I missed the next couple of shows. They had a Christmas theme. When I moved back to Maui after college, Desert Storm was on everyone’s mind. I helped develop the plot for the next Diamond Lil’ which was a USO canteen theme. And for the next three shows I had the thrill of working alongside Rita as Eugene Toro, clipboard wielding assistant to Diamond Lil’. We did two USO shows. In 1994, Diamond Lil’ Revue had a theme that some folks had wanted since the very beginning. With the blessing of Ms. Loudon, a bunch of guys finally sat down and wrote out the plot and setting for what turned out to be one of my favorites, the science fiction themed Restaurant at the End of the Universe show. We had a blast.
We did one more USO show. Then I did my last Diamond Lil’ in 1996. It was a Nashville/Hillbilly theme, still full of talent and friends. At the close of the show I was waiting word to see if I would be going to Hungary to teach.
I came back to Maui two years later but was not able to participate in Diamond Lil’ that year. I sat in the audience with a severely sprained ankle. (That wasn’t what kept me offstage)and I wished I could be up there. It was the last show I saw on Maui.
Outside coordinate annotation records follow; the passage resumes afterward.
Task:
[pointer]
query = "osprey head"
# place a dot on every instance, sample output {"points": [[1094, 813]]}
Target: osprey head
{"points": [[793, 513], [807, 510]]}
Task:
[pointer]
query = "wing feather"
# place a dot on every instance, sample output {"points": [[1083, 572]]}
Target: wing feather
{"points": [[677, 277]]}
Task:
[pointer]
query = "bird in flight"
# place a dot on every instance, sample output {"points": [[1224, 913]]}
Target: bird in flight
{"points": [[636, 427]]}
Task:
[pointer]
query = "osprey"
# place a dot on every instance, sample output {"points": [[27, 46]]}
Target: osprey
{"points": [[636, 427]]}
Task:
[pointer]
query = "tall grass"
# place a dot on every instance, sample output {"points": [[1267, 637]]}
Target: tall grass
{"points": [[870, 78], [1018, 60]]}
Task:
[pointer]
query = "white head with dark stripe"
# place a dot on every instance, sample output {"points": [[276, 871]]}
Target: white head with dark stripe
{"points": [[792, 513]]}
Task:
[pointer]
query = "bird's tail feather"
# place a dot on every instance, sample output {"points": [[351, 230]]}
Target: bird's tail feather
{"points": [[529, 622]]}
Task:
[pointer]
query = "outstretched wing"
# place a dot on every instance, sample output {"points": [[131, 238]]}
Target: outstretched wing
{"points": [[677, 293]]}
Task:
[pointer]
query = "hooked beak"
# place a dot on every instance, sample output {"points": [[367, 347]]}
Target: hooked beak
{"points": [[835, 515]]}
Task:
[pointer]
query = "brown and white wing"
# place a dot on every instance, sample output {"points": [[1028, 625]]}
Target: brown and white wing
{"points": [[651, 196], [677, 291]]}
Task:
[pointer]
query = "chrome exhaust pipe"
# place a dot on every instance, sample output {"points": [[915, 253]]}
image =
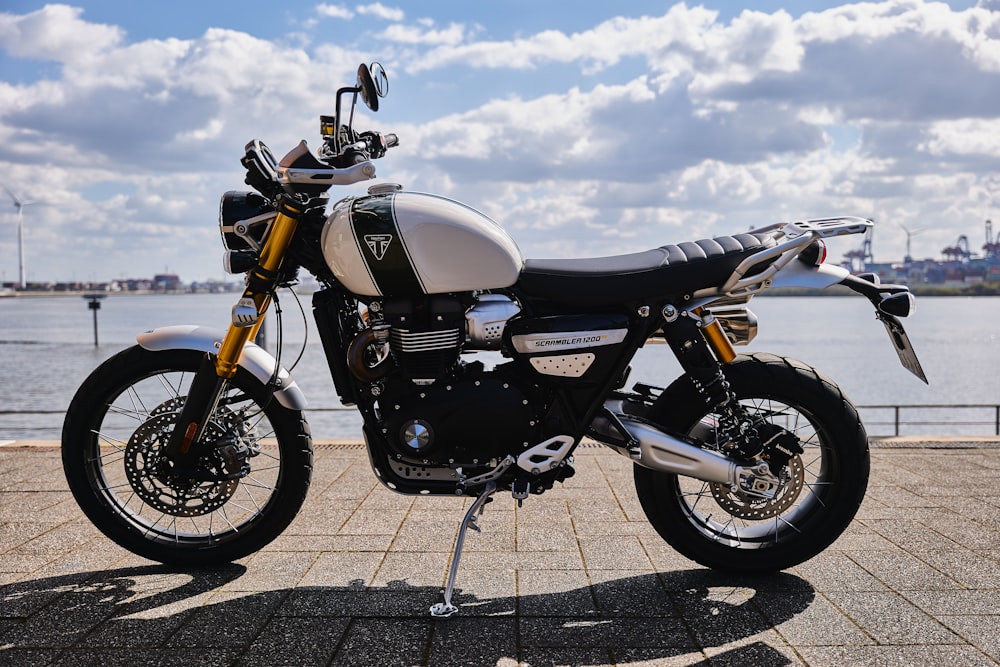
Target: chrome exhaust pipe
{"points": [[657, 450], [660, 451]]}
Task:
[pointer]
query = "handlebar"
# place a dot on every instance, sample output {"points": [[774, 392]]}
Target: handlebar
{"points": [[299, 171]]}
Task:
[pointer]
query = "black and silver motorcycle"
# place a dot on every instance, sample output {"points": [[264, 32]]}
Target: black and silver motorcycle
{"points": [[191, 448]]}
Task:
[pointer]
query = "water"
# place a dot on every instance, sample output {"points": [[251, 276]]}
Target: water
{"points": [[47, 349]]}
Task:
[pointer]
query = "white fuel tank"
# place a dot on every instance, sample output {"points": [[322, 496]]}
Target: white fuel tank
{"points": [[404, 244]]}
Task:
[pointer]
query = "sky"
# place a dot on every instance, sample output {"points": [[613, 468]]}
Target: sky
{"points": [[602, 129]]}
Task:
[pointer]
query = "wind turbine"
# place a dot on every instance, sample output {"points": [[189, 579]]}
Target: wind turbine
{"points": [[909, 235], [19, 204]]}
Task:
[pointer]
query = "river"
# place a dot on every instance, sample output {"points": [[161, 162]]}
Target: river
{"points": [[47, 349]]}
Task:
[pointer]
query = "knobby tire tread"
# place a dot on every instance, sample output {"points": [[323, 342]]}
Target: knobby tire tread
{"points": [[133, 364]]}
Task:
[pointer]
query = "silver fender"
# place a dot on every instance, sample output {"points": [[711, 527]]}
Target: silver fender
{"points": [[800, 274], [206, 339]]}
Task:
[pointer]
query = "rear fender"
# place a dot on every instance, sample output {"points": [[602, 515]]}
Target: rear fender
{"points": [[800, 274], [254, 359]]}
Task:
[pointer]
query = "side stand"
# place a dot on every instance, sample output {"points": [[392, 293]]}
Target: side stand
{"points": [[446, 608]]}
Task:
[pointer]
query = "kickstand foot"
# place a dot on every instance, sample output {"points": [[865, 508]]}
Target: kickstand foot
{"points": [[445, 608]]}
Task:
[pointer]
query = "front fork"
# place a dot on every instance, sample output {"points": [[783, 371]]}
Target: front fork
{"points": [[248, 316]]}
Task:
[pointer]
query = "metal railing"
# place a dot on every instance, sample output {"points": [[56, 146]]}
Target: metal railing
{"points": [[955, 419], [936, 419]]}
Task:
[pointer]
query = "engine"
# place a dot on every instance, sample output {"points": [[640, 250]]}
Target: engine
{"points": [[435, 408]]}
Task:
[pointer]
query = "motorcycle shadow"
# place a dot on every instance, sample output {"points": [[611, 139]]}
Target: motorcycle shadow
{"points": [[158, 615]]}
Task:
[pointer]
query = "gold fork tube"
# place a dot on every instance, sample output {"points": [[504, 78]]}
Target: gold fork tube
{"points": [[259, 285]]}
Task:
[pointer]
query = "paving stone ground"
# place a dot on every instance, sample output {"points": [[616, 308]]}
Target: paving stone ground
{"points": [[575, 577]]}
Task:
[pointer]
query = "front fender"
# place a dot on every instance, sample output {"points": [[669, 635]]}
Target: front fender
{"points": [[205, 339]]}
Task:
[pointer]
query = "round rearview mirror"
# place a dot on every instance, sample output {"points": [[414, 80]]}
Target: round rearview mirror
{"points": [[372, 84]]}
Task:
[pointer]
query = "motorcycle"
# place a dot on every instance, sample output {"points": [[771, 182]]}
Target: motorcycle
{"points": [[190, 448]]}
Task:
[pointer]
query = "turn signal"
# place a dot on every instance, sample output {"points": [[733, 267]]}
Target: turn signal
{"points": [[814, 254], [899, 304]]}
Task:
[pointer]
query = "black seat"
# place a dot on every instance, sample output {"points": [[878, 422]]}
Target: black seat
{"points": [[669, 269]]}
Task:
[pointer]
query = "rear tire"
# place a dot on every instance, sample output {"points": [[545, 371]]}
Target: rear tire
{"points": [[726, 530], [115, 429]]}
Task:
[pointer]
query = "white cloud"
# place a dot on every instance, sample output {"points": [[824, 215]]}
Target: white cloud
{"points": [[334, 11], [633, 132], [378, 10]]}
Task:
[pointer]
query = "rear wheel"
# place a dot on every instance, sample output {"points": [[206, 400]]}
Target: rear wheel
{"points": [[821, 490], [246, 489]]}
And all that was just my experiences. So many others were able to do more. It was a wonderful part of growing up that went on into my adult years. For one USO show Ms. Loudon, (you didn’t call her Sue even when you grew up) asked me to write a letter for a girl to read onstage. The show had her as a movie star reading a letter from parents to their son on the radio. I wrote the letter and was very pleased with it. Then Ms Loudon lost it so I wrote another that I thought was better. She lost that too and I wrote an even better one. Today I wonder if she kept tossing them away, knowing that I could do better. That was what it was all about. We rarely ran the show fully through until opening night. Kids were challenged to do their best and have tremendous faith in themselves and in others. And today the world is a better place. Not just for that room that burned on night in 1985, but for the passion and life that no flame could quench.